Seolah-olah semua hal yang kita lakukan adalah sebuah dosa yang nggak layak
diampuni.” Rayan berkata frustasi. Leya menghela napas lagi, kali ini dia mengerti.
“Emang
salah, ‘kan?” kata Leya dingin.
“Ley,
please, apa lo nggak capek?”
“Gue
sangat capek sampai mau gila rasanya. Gue sangat capek membohongi Haikal, gue
sangat capek membohongi Diandra—“
“Lo
nggak capek membohongi perasaan lo sendiri? Manusia jenis apa lo?”
Leya
terdiam dan Rayan juga tidak berusaha membuka suaranya lagi. Mereka berdua
menyelami pikiran masing-masing.
Leya
juga sangat lelah. Saat dia harus menekan perasaannya sendiri agar tidak
menyakiti banyak orang. Saat dia harus berpura-pura bahwa dia tidak memiliki
perasaan apapun terhadap pria di sampingnya ini. Semua arah seolah salah dan
Leya tak lagi memiliki pilihan.
“Berdiri,
Ley.”
“Hm?”
Rayan
menarik tangan Leya keras lalu membawa gadis itu dalam pelukannya. Leya yang tak
memiliki persiapan apapun hanya pasrah menerima perlakukan itu. Dia tidak
berani menolak saat Rayan memeluknya begitu saja. Bukan tidak berani,
sepertinya, karena gadis itu juga menginginkan pelukan ini. Leya lelah berlari
dari kenyataan yang kini terasa menghantuinya.
“Gue
cinta sama lo, Ley. Boleh?” kata Rayan di sela pelukannya. Leya tidak begitu
kaget, tapi debar jantungnya tetap memburu.
“Enggak.”
Balas Leya.
Rayan
mendengus sambil tersenyum sedih, “Jangankan lo, Ley, gue yang punya perasaan
aja sebenernya nggak ngebolehin.”
Kali
ini, Leya membalas pelukan Rayan, membenamkan kepalanya pada dada pria itu.
“Jangan
cinta sama gue, Ray.
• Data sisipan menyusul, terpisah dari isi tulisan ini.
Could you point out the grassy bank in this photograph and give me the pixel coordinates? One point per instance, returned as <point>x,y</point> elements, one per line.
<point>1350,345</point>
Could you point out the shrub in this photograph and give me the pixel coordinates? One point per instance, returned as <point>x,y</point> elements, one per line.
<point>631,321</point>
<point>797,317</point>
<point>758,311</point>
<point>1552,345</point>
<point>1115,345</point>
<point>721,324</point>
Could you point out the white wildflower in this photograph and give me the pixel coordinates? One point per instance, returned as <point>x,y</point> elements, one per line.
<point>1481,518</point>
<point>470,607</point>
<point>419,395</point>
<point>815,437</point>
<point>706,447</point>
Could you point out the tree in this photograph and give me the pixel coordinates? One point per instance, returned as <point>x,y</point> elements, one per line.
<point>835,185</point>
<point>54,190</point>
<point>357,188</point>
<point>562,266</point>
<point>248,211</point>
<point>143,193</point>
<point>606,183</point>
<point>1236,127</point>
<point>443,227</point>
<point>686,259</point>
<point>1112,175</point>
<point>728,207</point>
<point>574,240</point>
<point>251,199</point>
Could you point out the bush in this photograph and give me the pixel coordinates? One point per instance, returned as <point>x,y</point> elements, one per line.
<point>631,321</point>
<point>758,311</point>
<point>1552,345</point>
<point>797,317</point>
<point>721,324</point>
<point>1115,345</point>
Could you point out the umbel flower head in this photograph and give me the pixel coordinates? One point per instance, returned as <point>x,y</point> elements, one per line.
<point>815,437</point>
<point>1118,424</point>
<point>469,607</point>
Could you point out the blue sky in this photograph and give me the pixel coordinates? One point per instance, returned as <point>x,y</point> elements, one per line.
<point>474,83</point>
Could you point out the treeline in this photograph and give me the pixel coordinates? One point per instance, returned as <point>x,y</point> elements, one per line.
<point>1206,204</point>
Gue harus apa kalau pada akhirnya gue menyadari gue juga
merasakan hal yang sama?”
Dan
mereka berdua membiarkan perasaan yang sebenarnya salah untuk dirasakan itu
bersatu. Debar yang mencari debar yang lainnya, rasa yang meluruh bersamaan
dengan pelukan. Kali ini, Leya dan Rayan dikalahkan oleh keegoisan. Keegoisan
yang membawa hati mereka untuk jujur, bahwa ada rasa yang muncul, ada cinta
yang tumbuh.
Ada
perasaan yang tidak bisa disangkal.
---
Haikal
berhenti agak jauh dari rumah Leya saat dia mendapati motor Rayan terparkir di
depannya. Feelingnya mengatakan bahwa
ada sesuatu yang tidak beres dan diluar kendalinya sedang terjadi. Jadi, Haikal
segera turun dari mobil dan berjalan menuju rumah Leya.
Tapi,
tepat saat ia sampai di gerbang yang setengah terbuka itu, langkahnya terhenti.
Haikal
melihatnya. Dengan mata kepalanya sendiri.
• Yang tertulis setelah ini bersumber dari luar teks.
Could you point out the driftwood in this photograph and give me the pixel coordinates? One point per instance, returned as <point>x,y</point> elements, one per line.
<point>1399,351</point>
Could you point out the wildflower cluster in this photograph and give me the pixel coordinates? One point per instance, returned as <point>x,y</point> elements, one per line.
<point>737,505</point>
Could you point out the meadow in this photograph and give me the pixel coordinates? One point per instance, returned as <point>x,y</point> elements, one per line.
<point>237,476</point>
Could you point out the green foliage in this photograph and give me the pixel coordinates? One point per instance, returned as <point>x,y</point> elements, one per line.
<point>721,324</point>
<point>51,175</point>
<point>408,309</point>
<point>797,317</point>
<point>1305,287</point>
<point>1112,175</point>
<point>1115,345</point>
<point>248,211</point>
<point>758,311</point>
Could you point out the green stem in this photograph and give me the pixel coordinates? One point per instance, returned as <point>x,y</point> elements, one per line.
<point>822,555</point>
Feelingnya terjawab. Semuanya. Leya.
Rayan. Semuanya. Dia melihat semua itu tersaji di depan matanya. Tanpa sensor,
tanpa halangan apapun. Dari sini dia bisa melihat segalanya. Perselingkuhan
itu, pengkhianatan yang terang-terangan mereka lakukan.
Tangan
Haikal terkepal, giginya gemelatuk. Sempoyongan, dia menuju mobilnya. Menyetir
dengan membabi buta menjauhi rumah Leya sembari berusaha mengumpulkan pecahan
hatinya yang hancur berkeping-keping.
---
Haikal
menghentikan mobilnya di pintu gerbang taman. Dia mengatur napasnya yang
berantakan, seberantakan hatinya saat ini. Haikal merasa kacau.
Dia
memukuli setir mobilnya kencang, bertubi-tubi, berkali-kali. Dia berteriak
mencoba menahan agar air matanya tidak keluar. Pria itu pantang sekali
menangis. Tapi, entah mengapa, yang kali ini sakit sekali sampai ia seolah tak
mampu menahannya.
Haikal
berhenti memukuli setir mobil dan memilih menjatuhkan kepalanya di sini. Dia
masih mencengkeram erat setir sampai baku-baku jarinya memutih. Tapi, dia tidak
peduli. Dia tidak dapat merasakan apapun kecuali kehancuran yang kini terjadi
di hati dan di depan matanya.
Air
matanya menetes.
Haikal
merasakan perih itu mulai menjalar ke seluruh tubuhnya. Rasa sakit yang
memperbanyak diri mereka tanpa seizinnya. Hatinya benar-benar hancur
berkeping-keping, tak ada yang tersisa.
Haikal
tak habis pikir.
Mengapa
Leya dan Rayan? Mengapa mereka bisa seperti itu? Apa yang telah terjadi di
belakangnya selama ini? Sejak kapan mereka—
Haikal
merasa kepalanya hampir pecah saat pertanyaan-pertanyaan itu mengerubungi
kepalanya. Sakit. Sakit sekali.
“Gue
yang bego atau mereka yang terlalu pinter, sih ....”
Haikal
bergumam di sela isaknya.
Ia
sekarat dihantam rasa sakit. Perselingkuhan dan pengkhianatan.